On Forgetfulness and 9/11

By Jeffrey Goldberg
There's a disconcerting moment in one of the many triumphalist stories today about the world's Obama-inspired jubilation. Don't get me wrong, I'm all for jubilation, and like Andrew, I think that Obama's popularity is an important (though perhaps ephemeral) weapon in the war on terror. But Ethan Bronner's piece in today's Times contains this odd, unknowing passage:

It would be hard to overstate how fervently vast stretches of the globe wanted the election to turn out as it did to repudiate the Bush administration and its policies. Poll after poll in country after country showed only a few -- Israel, Georgia, the Philippines -- favoring a victory for Senator John McCain.

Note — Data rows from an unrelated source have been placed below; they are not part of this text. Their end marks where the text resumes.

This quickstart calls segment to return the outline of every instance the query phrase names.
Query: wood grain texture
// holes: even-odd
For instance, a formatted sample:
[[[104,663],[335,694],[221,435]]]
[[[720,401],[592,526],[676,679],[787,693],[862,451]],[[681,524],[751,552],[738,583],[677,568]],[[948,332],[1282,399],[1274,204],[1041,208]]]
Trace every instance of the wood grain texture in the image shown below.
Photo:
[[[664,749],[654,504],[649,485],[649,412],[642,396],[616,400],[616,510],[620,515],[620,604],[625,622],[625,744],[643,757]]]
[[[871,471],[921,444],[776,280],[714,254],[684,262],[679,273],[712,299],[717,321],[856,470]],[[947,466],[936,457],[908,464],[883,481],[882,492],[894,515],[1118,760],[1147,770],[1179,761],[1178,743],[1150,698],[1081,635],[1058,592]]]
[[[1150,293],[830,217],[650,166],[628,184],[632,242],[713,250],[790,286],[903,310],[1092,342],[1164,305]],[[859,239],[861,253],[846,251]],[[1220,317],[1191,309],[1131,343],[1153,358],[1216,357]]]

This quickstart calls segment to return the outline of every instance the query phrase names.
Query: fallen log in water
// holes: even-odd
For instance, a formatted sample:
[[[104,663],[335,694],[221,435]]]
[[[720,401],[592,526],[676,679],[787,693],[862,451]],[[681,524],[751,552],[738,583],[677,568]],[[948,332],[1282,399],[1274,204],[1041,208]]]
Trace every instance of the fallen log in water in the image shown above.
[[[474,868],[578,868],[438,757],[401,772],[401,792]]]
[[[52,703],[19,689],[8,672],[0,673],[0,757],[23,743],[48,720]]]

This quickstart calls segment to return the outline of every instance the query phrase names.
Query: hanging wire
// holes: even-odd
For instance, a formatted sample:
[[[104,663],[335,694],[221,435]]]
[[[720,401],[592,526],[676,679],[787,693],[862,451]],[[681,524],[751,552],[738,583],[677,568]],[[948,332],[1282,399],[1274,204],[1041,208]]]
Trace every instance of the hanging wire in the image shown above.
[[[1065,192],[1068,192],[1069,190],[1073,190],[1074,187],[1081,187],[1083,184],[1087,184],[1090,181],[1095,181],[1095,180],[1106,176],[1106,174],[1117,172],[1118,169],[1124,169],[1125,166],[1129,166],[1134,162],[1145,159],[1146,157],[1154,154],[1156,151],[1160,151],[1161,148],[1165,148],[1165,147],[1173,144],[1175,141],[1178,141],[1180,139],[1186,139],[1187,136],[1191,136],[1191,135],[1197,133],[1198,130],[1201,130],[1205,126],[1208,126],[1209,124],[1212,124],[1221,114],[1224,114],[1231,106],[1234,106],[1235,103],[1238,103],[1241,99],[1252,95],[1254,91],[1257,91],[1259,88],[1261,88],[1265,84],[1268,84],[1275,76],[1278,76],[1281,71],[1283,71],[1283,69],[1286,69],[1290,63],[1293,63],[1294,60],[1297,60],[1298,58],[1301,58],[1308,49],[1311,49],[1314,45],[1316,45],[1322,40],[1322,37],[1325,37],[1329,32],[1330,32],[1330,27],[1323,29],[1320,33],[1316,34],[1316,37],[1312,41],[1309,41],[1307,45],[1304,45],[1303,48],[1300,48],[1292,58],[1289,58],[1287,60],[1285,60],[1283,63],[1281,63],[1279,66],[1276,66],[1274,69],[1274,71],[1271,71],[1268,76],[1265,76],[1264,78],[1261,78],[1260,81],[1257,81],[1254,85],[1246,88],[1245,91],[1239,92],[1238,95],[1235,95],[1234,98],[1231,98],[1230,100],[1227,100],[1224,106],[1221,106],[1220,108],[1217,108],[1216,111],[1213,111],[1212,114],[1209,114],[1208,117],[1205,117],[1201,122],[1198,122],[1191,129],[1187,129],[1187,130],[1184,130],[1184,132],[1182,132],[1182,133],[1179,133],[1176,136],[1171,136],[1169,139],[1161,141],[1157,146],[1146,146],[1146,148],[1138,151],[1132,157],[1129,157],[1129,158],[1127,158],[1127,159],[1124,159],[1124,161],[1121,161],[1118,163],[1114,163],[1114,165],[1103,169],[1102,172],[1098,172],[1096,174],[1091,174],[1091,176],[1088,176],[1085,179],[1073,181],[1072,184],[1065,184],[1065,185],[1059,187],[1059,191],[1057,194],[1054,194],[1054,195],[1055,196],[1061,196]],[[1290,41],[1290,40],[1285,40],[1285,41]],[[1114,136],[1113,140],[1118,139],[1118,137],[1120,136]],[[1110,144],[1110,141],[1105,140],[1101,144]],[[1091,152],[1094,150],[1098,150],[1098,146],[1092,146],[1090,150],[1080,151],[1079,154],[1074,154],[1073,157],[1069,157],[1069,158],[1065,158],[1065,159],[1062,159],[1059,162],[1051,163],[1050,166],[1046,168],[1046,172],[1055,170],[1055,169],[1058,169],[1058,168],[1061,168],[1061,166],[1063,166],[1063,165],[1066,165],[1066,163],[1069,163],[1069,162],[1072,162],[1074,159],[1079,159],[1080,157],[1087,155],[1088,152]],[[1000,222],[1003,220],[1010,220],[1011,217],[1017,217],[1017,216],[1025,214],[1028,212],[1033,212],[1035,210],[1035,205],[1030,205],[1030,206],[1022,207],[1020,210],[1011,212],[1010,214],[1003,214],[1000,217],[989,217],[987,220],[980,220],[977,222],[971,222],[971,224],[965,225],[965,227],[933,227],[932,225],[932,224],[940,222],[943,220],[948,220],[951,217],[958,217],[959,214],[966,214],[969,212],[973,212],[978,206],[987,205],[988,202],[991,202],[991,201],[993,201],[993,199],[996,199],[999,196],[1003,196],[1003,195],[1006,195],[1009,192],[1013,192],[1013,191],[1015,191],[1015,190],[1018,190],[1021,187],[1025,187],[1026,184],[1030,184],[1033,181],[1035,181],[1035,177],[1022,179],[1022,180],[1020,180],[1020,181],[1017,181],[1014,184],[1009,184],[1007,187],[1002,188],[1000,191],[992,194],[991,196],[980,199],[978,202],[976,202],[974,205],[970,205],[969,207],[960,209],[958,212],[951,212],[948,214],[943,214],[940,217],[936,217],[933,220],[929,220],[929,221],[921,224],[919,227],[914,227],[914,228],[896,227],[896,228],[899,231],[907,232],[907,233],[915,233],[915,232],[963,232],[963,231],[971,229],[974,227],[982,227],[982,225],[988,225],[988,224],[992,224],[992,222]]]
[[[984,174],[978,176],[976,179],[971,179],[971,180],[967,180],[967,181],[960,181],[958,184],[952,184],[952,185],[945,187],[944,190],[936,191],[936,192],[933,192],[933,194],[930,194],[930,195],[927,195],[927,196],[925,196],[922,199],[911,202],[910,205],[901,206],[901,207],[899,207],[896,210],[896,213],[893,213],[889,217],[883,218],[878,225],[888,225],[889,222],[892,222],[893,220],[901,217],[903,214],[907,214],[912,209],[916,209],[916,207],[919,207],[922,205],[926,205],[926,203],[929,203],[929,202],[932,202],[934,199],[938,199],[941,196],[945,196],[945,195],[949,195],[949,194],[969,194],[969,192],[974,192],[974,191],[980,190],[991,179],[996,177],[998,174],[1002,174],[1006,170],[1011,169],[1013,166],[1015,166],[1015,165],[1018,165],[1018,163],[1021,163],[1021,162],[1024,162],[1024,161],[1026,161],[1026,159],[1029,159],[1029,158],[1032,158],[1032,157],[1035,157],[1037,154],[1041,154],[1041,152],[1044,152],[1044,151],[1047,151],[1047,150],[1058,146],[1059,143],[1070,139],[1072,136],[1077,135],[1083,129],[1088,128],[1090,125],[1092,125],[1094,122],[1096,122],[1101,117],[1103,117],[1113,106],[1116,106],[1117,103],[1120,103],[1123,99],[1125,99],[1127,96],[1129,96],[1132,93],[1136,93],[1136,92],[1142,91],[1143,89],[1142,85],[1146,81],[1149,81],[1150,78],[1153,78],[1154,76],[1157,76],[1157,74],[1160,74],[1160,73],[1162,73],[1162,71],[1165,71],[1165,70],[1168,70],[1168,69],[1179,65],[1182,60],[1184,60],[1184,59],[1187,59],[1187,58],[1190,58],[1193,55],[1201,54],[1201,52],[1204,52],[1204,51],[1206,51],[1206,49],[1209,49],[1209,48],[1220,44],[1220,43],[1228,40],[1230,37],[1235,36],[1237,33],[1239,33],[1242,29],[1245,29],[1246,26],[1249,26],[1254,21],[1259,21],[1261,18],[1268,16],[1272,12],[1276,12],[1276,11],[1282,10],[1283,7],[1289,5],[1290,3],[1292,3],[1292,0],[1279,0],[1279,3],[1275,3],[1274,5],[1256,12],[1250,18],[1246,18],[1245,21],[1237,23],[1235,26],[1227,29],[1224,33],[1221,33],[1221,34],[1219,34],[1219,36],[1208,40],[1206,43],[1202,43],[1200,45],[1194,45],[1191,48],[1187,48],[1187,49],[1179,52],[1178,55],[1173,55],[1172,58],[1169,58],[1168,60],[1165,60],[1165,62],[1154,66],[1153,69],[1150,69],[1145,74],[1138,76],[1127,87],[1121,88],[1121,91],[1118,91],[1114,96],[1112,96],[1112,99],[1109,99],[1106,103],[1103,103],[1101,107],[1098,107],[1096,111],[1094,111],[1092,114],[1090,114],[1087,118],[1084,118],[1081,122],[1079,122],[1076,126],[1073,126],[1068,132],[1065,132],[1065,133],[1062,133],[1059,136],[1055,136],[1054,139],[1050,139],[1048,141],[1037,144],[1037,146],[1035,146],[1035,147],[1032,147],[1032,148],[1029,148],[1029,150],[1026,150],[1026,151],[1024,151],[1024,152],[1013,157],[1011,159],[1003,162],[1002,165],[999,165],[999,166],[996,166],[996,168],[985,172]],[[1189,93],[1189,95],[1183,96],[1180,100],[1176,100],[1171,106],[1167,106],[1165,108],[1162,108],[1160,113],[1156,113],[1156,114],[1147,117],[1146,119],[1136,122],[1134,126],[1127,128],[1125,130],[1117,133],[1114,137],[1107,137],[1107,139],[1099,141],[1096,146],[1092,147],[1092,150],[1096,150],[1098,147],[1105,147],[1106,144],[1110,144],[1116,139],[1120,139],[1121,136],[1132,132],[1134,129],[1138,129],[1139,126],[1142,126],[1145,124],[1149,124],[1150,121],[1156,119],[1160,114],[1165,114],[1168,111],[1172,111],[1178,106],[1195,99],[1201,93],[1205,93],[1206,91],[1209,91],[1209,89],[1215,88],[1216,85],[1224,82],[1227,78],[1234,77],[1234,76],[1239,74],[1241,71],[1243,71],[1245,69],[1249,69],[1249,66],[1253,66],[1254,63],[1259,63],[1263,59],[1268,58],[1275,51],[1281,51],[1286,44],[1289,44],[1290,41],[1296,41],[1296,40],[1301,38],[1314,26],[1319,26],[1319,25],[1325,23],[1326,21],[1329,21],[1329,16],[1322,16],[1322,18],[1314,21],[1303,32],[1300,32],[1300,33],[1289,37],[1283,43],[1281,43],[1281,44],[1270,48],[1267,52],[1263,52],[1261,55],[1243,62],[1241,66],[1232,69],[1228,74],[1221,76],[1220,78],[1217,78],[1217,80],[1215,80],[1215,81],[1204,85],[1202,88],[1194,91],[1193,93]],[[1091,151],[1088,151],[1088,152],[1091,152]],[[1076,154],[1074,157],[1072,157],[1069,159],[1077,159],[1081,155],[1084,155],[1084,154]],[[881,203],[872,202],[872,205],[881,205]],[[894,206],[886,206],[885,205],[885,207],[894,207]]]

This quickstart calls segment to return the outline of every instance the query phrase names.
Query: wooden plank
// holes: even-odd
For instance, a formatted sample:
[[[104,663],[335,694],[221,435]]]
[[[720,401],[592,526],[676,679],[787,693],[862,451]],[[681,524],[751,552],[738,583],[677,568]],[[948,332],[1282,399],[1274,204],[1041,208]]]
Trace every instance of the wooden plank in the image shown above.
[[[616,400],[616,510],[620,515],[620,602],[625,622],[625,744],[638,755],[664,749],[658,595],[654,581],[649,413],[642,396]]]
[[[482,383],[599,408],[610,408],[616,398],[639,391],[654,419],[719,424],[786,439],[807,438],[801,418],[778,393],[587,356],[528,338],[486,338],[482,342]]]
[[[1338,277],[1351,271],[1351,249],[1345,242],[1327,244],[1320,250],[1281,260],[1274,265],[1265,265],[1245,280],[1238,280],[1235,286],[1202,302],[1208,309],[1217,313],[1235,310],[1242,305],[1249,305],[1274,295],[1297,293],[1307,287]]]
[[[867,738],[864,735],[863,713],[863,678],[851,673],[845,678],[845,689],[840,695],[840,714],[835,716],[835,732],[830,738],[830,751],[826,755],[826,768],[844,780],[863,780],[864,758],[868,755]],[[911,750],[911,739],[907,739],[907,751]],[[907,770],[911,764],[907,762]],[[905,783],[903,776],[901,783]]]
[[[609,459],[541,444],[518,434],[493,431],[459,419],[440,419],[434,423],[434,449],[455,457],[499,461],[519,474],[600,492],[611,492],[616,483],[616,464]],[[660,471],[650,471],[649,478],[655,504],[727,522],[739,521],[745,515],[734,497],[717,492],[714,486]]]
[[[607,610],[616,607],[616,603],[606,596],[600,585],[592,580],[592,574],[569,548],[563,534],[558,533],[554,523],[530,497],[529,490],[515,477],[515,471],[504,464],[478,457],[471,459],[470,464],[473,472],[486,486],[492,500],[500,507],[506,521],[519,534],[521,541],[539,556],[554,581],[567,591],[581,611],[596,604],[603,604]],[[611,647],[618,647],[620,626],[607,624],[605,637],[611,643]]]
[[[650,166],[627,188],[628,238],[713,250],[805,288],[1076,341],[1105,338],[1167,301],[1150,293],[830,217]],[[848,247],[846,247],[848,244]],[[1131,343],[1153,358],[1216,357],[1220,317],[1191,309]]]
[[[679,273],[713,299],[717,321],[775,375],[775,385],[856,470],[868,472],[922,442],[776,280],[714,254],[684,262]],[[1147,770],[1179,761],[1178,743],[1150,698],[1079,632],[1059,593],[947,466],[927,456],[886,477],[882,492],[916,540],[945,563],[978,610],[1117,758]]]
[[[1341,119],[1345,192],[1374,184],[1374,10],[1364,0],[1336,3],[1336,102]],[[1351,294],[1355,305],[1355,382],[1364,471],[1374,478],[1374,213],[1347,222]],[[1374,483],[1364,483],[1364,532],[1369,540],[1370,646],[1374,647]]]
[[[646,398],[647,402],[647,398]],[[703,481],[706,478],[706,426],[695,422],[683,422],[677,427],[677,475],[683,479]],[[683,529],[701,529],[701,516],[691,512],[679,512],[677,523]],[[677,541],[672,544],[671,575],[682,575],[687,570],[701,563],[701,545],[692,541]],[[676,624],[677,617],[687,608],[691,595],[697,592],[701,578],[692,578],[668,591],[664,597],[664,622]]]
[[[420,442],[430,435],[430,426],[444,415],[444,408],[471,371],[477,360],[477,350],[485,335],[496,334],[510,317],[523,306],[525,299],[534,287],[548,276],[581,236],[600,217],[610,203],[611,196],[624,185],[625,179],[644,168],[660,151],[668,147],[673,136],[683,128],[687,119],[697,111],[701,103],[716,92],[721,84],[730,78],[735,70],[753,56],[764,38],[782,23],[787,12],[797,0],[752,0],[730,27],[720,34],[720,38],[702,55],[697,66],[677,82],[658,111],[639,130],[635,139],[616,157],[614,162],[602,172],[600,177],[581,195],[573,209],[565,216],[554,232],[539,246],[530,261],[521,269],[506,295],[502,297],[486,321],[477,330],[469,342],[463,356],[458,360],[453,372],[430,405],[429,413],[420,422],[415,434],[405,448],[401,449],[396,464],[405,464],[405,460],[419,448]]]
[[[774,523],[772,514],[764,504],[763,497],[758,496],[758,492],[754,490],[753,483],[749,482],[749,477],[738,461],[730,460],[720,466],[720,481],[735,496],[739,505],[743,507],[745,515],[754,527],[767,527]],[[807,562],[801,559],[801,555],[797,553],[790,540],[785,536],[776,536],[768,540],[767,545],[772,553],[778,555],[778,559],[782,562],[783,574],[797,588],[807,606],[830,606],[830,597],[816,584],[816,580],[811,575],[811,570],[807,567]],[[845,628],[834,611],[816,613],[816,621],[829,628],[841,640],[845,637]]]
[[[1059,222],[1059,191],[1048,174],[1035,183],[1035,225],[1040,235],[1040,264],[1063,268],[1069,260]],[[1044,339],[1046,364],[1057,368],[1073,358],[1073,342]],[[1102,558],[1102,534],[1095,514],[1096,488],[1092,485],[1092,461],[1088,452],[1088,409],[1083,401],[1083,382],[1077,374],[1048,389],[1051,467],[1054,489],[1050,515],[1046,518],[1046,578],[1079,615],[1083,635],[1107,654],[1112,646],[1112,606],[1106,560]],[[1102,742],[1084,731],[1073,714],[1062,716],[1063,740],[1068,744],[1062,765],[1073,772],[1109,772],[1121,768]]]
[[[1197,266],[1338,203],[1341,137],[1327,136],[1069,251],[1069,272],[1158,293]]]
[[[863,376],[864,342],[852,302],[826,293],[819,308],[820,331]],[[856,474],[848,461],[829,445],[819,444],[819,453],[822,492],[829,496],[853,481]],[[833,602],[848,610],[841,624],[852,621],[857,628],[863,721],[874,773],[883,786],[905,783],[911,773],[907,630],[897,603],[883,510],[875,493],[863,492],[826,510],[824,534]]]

"Since Bush came to power it's all bam, bam, bam on the Arabs," asserted Fathi Abdel Hamid, 40, as he sat in a Cairo coffee house.
Bronner doesn't call out Fathi Abdel Hamid, so allow me: If I recall correctly, George W. Bush was pretty much uninterested in dropping bombs on Arab and Muslim countries until a large, diverse group of Arabs, operating out of the Muslim country of Afghanistan, attacked the United States on September 11th, 2001, murdering more than three thousand people.

There are many in the Muslim world who find America's actions over the past seven years inexplicable. Some of our actions have indeed been inexplicable, but they're all rooted in a trauma that many people seem to have forgotten.